From 1995 to 1998, she served as the director and choreographer of the company MaggioDanza in Florence, Italy, moving on to become resident choreographer of the Ballet de Lorraine in Nancy, France, in 1999, where she was to remain until 2002. In 2004, she was the director of the International Festival of Contemporary Dance at the Venice Biennale. Returning to New York City after 15 years abroad, she founded her current company, Armitage Gone! Dance, in 2005.
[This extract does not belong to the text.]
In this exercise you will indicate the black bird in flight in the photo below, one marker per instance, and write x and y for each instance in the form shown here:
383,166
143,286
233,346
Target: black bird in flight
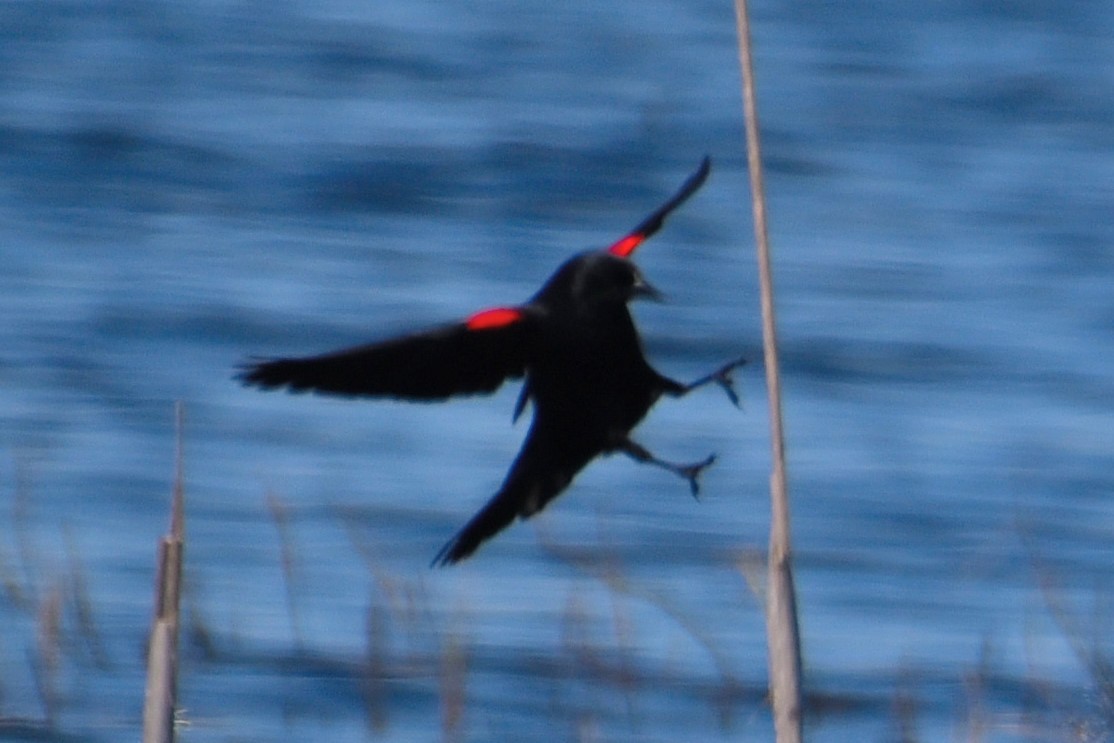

Armitage's recent collaborators include British composer Thomas Adès, artists; Jeff Koons Jean-Paul Gaultier, Christian Lacroix, Brice Marden, David Salle, Peter Speliopoulos, and Broadway designers; Clifton Taylor, and Philip Taaffe. She has commissioned music from many composers and her company regularly performs to live music. The themes of her pieces are as diverse as Audubon's Birds of America. In a recent work "Three Theories" was inspired by Brian Greene's popular science book The Elegant Universe. This premiered at the 2010 World Science Festival (the physics of black holes and string theory).
Armitage stated that "Physics makes me dream. I try to think outside the box and open up my mind. I like science. Science always questions authority. This conflict between theories seemed to me so dramatic and so incredibly fundamental."